Schließlich bleibe ich an einem Foto hängen, das auf den ersten Blick aussieht wie ein klassisch inszeniertes Wohlfühl-Instagram-Bild, durch das die Plattform berühmt geworden ist. Es ist eine klischeehafte Fotografie eines Frühstückstisches, auf dem ein Laptop, eine Tasse Kaffee sowie ein Buch und ein Notizblock zu sehen sind. Das Bild wurde von einem Nutzer gepostet, der sich selbst auf seinem Profil mit „They/Them“-Pronomen vorstellt.

Unter dem Bild stehen kitschige Hashtags geschrieben, wie „weekendvibes“, „mindfulness“ und „selfcarehacks“ – so wie man sie wohl auf tausenden öden Instagram-Accounts junger Frauen findet, die sich auf der Social-Media-Plattform eine Pastellfarben-Kuscheldecken-Duftkerzen-Persönlichkeit zugelegt haben. Der feine Unterschied: Auf diesem liebevoll inszenierten Notizblock stehen, in mit Serifen verzierten Buchstaben, die Eckdaten der Palästinenser-Demo am 6. Oktober geschrieben. Daneben sind kleine Melonen gemalt – ein Emoji-Zeichen, das sich aufgrund der Farbähnlichkeit zur Palästinenser-Flagge zum Solidaritätssymbol der Bewegung entwickelt hat.
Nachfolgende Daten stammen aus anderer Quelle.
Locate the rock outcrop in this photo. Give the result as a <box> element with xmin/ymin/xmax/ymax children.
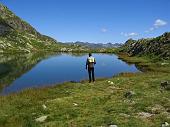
<box><xmin>0</xmin><ymin>3</ymin><xmax>58</xmax><ymax>53</ymax></box>
<box><xmin>120</xmin><ymin>32</ymin><xmax>170</xmax><ymax>59</ymax></box>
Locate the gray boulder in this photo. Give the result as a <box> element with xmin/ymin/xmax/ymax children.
<box><xmin>161</xmin><ymin>81</ymin><xmax>170</xmax><ymax>90</ymax></box>
<box><xmin>109</xmin><ymin>125</ymin><xmax>118</xmax><ymax>127</ymax></box>
<box><xmin>161</xmin><ymin>122</ymin><xmax>169</xmax><ymax>127</ymax></box>
<box><xmin>124</xmin><ymin>91</ymin><xmax>135</xmax><ymax>98</ymax></box>
<box><xmin>35</xmin><ymin>115</ymin><xmax>48</xmax><ymax>122</ymax></box>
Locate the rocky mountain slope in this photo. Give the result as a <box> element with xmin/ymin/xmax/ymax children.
<box><xmin>66</xmin><ymin>41</ymin><xmax>122</xmax><ymax>49</ymax></box>
<box><xmin>120</xmin><ymin>32</ymin><xmax>170</xmax><ymax>60</ymax></box>
<box><xmin>0</xmin><ymin>3</ymin><xmax>60</xmax><ymax>53</ymax></box>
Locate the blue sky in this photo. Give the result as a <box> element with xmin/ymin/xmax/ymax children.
<box><xmin>1</xmin><ymin>0</ymin><xmax>170</xmax><ymax>43</ymax></box>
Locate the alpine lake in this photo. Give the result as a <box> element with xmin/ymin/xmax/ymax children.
<box><xmin>0</xmin><ymin>53</ymin><xmax>140</xmax><ymax>95</ymax></box>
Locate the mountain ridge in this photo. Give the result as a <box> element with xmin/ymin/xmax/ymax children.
<box><xmin>0</xmin><ymin>3</ymin><xmax>59</xmax><ymax>53</ymax></box>
<box><xmin>119</xmin><ymin>32</ymin><xmax>170</xmax><ymax>59</ymax></box>
<box><xmin>65</xmin><ymin>41</ymin><xmax>122</xmax><ymax>49</ymax></box>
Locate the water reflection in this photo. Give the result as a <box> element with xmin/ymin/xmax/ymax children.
<box><xmin>0</xmin><ymin>53</ymin><xmax>139</xmax><ymax>95</ymax></box>
<box><xmin>0</xmin><ymin>53</ymin><xmax>58</xmax><ymax>91</ymax></box>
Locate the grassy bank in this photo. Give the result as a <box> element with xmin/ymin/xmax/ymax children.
<box><xmin>118</xmin><ymin>53</ymin><xmax>170</xmax><ymax>73</ymax></box>
<box><xmin>0</xmin><ymin>55</ymin><xmax>170</xmax><ymax>127</ymax></box>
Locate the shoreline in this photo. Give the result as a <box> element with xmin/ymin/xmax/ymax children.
<box><xmin>1</xmin><ymin>72</ymin><xmax>142</xmax><ymax>96</ymax></box>
<box><xmin>0</xmin><ymin>52</ymin><xmax>140</xmax><ymax>96</ymax></box>
<box><xmin>0</xmin><ymin>53</ymin><xmax>170</xmax><ymax>127</ymax></box>
<box><xmin>1</xmin><ymin>52</ymin><xmax>169</xmax><ymax>96</ymax></box>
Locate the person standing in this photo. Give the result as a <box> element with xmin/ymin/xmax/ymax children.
<box><xmin>86</xmin><ymin>53</ymin><xmax>96</xmax><ymax>83</ymax></box>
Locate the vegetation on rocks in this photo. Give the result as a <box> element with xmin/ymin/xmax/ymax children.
<box><xmin>119</xmin><ymin>32</ymin><xmax>170</xmax><ymax>60</ymax></box>
<box><xmin>0</xmin><ymin>3</ymin><xmax>60</xmax><ymax>53</ymax></box>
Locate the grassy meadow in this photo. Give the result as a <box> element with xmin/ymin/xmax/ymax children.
<box><xmin>0</xmin><ymin>54</ymin><xmax>170</xmax><ymax>127</ymax></box>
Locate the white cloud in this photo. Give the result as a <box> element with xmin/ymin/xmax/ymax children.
<box><xmin>121</xmin><ymin>32</ymin><xmax>138</xmax><ymax>37</ymax></box>
<box><xmin>154</xmin><ymin>19</ymin><xmax>167</xmax><ymax>28</ymax></box>
<box><xmin>101</xmin><ymin>28</ymin><xmax>107</xmax><ymax>33</ymax></box>
<box><xmin>128</xmin><ymin>32</ymin><xmax>138</xmax><ymax>36</ymax></box>
<box><xmin>145</xmin><ymin>19</ymin><xmax>167</xmax><ymax>33</ymax></box>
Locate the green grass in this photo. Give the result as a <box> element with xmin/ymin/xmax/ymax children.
<box><xmin>118</xmin><ymin>53</ymin><xmax>170</xmax><ymax>73</ymax></box>
<box><xmin>0</xmin><ymin>54</ymin><xmax>170</xmax><ymax>127</ymax></box>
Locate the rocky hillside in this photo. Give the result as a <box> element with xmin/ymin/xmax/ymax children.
<box><xmin>0</xmin><ymin>3</ymin><xmax>59</xmax><ymax>53</ymax></box>
<box><xmin>120</xmin><ymin>32</ymin><xmax>170</xmax><ymax>60</ymax></box>
<box><xmin>66</xmin><ymin>41</ymin><xmax>122</xmax><ymax>49</ymax></box>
Ich lege das Handy zur Seite und schließe die Augen. Die Bilder rasen durch meinen Kopf, als hätten sie sich auf meiner Netzhaut eingebrannt. Das kleine Kind, das auf einen Stromkasten gestellt wurde, eine Palästinenser-Flagge schwenkt und mit seiner Kinderstimme „Free, free Palestine“ ruft. Der in Palästina-Farben gekleidete junge Mann, der auf einer Videoaufnahme laut und wütend „Intifada“ schreit, während er aggressiv auf eine Trommel einschlägt. Der Araber im Gebetsgewand, mit einem langen Eisengegenstand in der Hand, der mir während meines Gespräches mit dem Polizisten aggressiv zuschrie, ich solle doch ein Taxi nehmen und mir unangenehm nahekommt.
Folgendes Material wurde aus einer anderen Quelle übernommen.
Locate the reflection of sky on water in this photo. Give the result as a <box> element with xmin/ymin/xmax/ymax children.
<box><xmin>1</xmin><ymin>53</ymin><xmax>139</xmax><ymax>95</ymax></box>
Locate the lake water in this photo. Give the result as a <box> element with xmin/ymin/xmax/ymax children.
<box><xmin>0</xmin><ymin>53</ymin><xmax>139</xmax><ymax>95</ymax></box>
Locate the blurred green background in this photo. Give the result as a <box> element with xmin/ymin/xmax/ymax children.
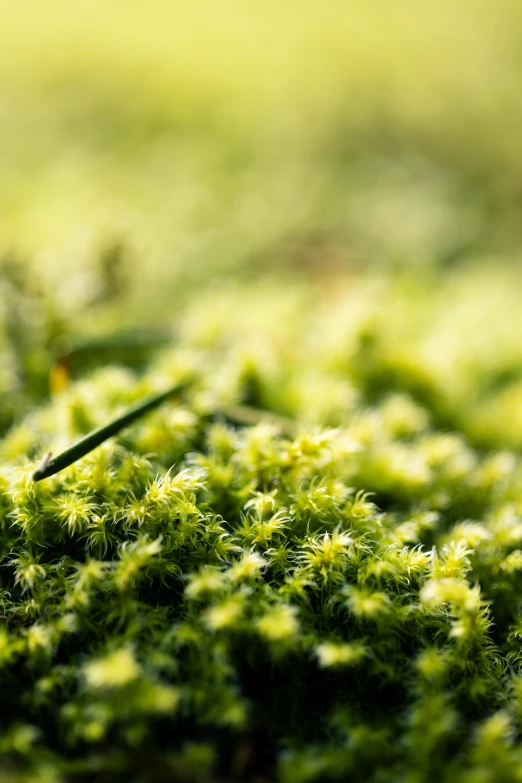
<box><xmin>2</xmin><ymin>0</ymin><xmax>522</xmax><ymax>443</ymax></box>
<box><xmin>4</xmin><ymin>0</ymin><xmax>522</xmax><ymax>283</ymax></box>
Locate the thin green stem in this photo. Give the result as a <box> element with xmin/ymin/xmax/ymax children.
<box><xmin>32</xmin><ymin>387</ymin><xmax>297</xmax><ymax>482</ymax></box>
<box><xmin>32</xmin><ymin>384</ymin><xmax>183</xmax><ymax>482</ymax></box>
<box><xmin>215</xmin><ymin>404</ymin><xmax>297</xmax><ymax>436</ymax></box>
<box><xmin>53</xmin><ymin>328</ymin><xmax>172</xmax><ymax>367</ymax></box>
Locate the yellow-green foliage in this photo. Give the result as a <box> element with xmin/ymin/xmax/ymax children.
<box><xmin>2</xmin><ymin>299</ymin><xmax>522</xmax><ymax>780</ymax></box>
<box><xmin>4</xmin><ymin>2</ymin><xmax>522</xmax><ymax>781</ymax></box>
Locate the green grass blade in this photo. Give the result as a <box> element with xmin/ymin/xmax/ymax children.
<box><xmin>32</xmin><ymin>384</ymin><xmax>183</xmax><ymax>482</ymax></box>
<box><xmin>32</xmin><ymin>378</ymin><xmax>297</xmax><ymax>482</ymax></box>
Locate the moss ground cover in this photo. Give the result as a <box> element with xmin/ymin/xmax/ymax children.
<box><xmin>4</xmin><ymin>2</ymin><xmax>522</xmax><ymax>780</ymax></box>
<box><xmin>3</xmin><ymin>276</ymin><xmax>522</xmax><ymax>781</ymax></box>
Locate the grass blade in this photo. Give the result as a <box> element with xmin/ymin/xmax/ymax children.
<box><xmin>32</xmin><ymin>384</ymin><xmax>183</xmax><ymax>482</ymax></box>
<box><xmin>32</xmin><ymin>378</ymin><xmax>297</xmax><ymax>482</ymax></box>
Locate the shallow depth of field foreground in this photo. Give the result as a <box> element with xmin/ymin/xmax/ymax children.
<box><xmin>4</xmin><ymin>2</ymin><xmax>522</xmax><ymax>782</ymax></box>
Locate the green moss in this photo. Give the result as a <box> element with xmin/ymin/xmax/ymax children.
<box><xmin>4</xmin><ymin>3</ymin><xmax>522</xmax><ymax>779</ymax></box>
<box><xmin>2</xmin><ymin>282</ymin><xmax>522</xmax><ymax>781</ymax></box>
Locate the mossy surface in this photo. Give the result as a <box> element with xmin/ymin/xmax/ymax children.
<box><xmin>3</xmin><ymin>275</ymin><xmax>522</xmax><ymax>782</ymax></box>
<box><xmin>4</xmin><ymin>2</ymin><xmax>522</xmax><ymax>779</ymax></box>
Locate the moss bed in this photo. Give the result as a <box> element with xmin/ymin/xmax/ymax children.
<box><xmin>2</xmin><ymin>271</ymin><xmax>522</xmax><ymax>781</ymax></box>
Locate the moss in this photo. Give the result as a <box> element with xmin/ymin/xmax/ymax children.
<box><xmin>2</xmin><ymin>282</ymin><xmax>522</xmax><ymax>782</ymax></box>
<box><xmin>4</xmin><ymin>3</ymin><xmax>522</xmax><ymax>779</ymax></box>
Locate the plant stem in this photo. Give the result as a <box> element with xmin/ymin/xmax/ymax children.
<box><xmin>32</xmin><ymin>387</ymin><xmax>297</xmax><ymax>482</ymax></box>
<box><xmin>215</xmin><ymin>404</ymin><xmax>297</xmax><ymax>436</ymax></box>
<box><xmin>32</xmin><ymin>384</ymin><xmax>183</xmax><ymax>482</ymax></box>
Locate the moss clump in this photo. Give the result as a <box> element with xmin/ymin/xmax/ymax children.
<box><xmin>2</xmin><ymin>277</ymin><xmax>522</xmax><ymax>782</ymax></box>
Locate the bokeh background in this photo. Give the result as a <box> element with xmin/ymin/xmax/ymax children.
<box><xmin>2</xmin><ymin>0</ymin><xmax>522</xmax><ymax>446</ymax></box>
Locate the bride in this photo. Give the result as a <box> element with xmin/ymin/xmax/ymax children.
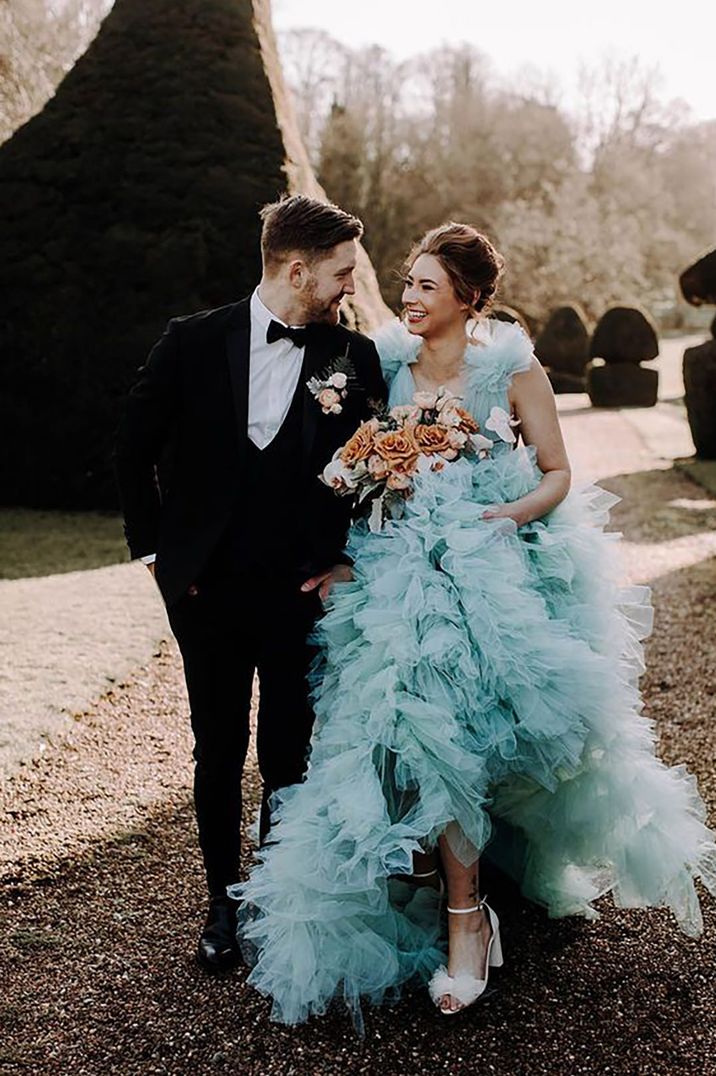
<box><xmin>231</xmin><ymin>222</ymin><xmax>716</xmax><ymax>1025</ymax></box>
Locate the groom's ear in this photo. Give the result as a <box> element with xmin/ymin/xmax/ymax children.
<box><xmin>288</xmin><ymin>256</ymin><xmax>308</xmax><ymax>289</ymax></box>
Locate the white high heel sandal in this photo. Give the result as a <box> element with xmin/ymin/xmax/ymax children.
<box><xmin>428</xmin><ymin>896</ymin><xmax>503</xmax><ymax>1015</ymax></box>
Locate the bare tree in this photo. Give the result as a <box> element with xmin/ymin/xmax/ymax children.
<box><xmin>278</xmin><ymin>28</ymin><xmax>348</xmax><ymax>163</ymax></box>
<box><xmin>576</xmin><ymin>53</ymin><xmax>689</xmax><ymax>161</ymax></box>
<box><xmin>0</xmin><ymin>0</ymin><xmax>112</xmax><ymax>144</ymax></box>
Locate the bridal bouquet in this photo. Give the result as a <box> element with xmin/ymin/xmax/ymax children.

Und dann die Erinnerungen an den Morgen vor einem Jahr, als ich über Stunden nicht aufhören konnte, mir die Videos der Hamas anzusehen, in denen junge Frauen in meinem Alter brutal hingerichtet und misshandelt wurden. In denen zahlreiche Hamas-Terroristen fröhlich grinsend ermordete Israelis auf Transportern herumfuhren, die Körper der Leichen packten wie geschlachtetes Vieh. Diese Bilder werde ich wohl nie vergessen.

An Tagen wie diesen schmerzt es besonders, zu sehen, dass selbst das ausführlich mit Videomaterial dokumentierte Massaker der Hamas vom 7. Oktober nicht die dummdreiste Ignoranz der selbsternannten „Israelkritiker“ des Westens ins Wanken bringen konnte. Es ist das eine, dass wir Tausende, vielleicht Millionen Menschen ins Land gelassen haben, die den Israelhass, seit sie ein kleines Kind waren, aufgesogen und das Streben nach der Vernichtung Israels zu einem Teil ihrer Identität gemacht haben.
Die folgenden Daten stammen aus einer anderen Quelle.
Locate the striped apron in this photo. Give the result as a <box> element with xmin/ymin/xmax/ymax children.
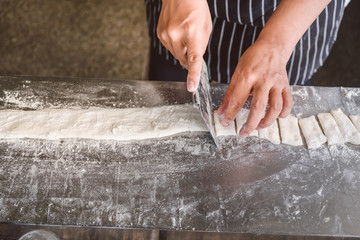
<box><xmin>145</xmin><ymin>0</ymin><xmax>345</xmax><ymax>85</ymax></box>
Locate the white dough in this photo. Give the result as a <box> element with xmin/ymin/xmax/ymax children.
<box><xmin>278</xmin><ymin>115</ymin><xmax>303</xmax><ymax>146</ymax></box>
<box><xmin>317</xmin><ymin>113</ymin><xmax>345</xmax><ymax>145</ymax></box>
<box><xmin>214</xmin><ymin>110</ymin><xmax>236</xmax><ymax>137</ymax></box>
<box><xmin>0</xmin><ymin>105</ymin><xmax>209</xmax><ymax>141</ymax></box>
<box><xmin>350</xmin><ymin>115</ymin><xmax>360</xmax><ymax>132</ymax></box>
<box><xmin>331</xmin><ymin>108</ymin><xmax>360</xmax><ymax>145</ymax></box>
<box><xmin>235</xmin><ymin>108</ymin><xmax>258</xmax><ymax>137</ymax></box>
<box><xmin>258</xmin><ymin>120</ymin><xmax>280</xmax><ymax>144</ymax></box>
<box><xmin>298</xmin><ymin>115</ymin><xmax>327</xmax><ymax>149</ymax></box>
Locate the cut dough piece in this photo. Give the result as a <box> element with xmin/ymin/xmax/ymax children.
<box><xmin>235</xmin><ymin>108</ymin><xmax>258</xmax><ymax>137</ymax></box>
<box><xmin>298</xmin><ymin>115</ymin><xmax>327</xmax><ymax>149</ymax></box>
<box><xmin>258</xmin><ymin>120</ymin><xmax>280</xmax><ymax>144</ymax></box>
<box><xmin>331</xmin><ymin>108</ymin><xmax>360</xmax><ymax>145</ymax></box>
<box><xmin>350</xmin><ymin>115</ymin><xmax>360</xmax><ymax>132</ymax></box>
<box><xmin>278</xmin><ymin>115</ymin><xmax>303</xmax><ymax>146</ymax></box>
<box><xmin>0</xmin><ymin>105</ymin><xmax>209</xmax><ymax>141</ymax></box>
<box><xmin>317</xmin><ymin>113</ymin><xmax>345</xmax><ymax>145</ymax></box>
<box><xmin>214</xmin><ymin>110</ymin><xmax>236</xmax><ymax>137</ymax></box>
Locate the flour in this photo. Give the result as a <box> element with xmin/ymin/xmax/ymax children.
<box><xmin>341</xmin><ymin>87</ymin><xmax>360</xmax><ymax>100</ymax></box>
<box><xmin>291</xmin><ymin>87</ymin><xmax>309</xmax><ymax>100</ymax></box>
<box><xmin>0</xmin><ymin>105</ymin><xmax>208</xmax><ymax>141</ymax></box>
<box><xmin>0</xmin><ymin>90</ymin><xmax>43</xmax><ymax>109</ymax></box>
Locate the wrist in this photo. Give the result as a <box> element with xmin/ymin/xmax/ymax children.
<box><xmin>253</xmin><ymin>36</ymin><xmax>291</xmax><ymax>66</ymax></box>
<box><xmin>256</xmin><ymin>29</ymin><xmax>295</xmax><ymax>62</ymax></box>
Doch was mir an diesen Tagen mindestens ebenso ekelerregend entgegen klafft, sind die Menschen, die in Frieden in westlichen Demokratien aufgewachsen sind, Schulen und Universitäten besucht haben und jetzt die Rufe nach einer Vernichtung Israels wie eine große Hochglanz-Party inszenieren, an der in den Sozialen Medien jeder teilnehmen darf.

Der britische Schriftsteller Anthony Burgess hat in seinem Roman „Clockwork Orange“ (deutsch: „Uhrwerk Orange“) einmal das dystopische Bild einer Jugend gezeichnet, die sich in quirliger Manier an Gewalt ergötzt und dabei keinerlei innere moralische Instanz mehr zu haben scheint. Auch wenn es in diesem Ausmaß immer noch eine überzogene Dystopie bleibt, frage ich mich doch, was das für junge Menschen sind, die zwischen Instagram-Filtern und Live-Sessions die Vernichtung der israelischen Bevölkerung fordern – Hashtag „Intifada bis zum Sieg“.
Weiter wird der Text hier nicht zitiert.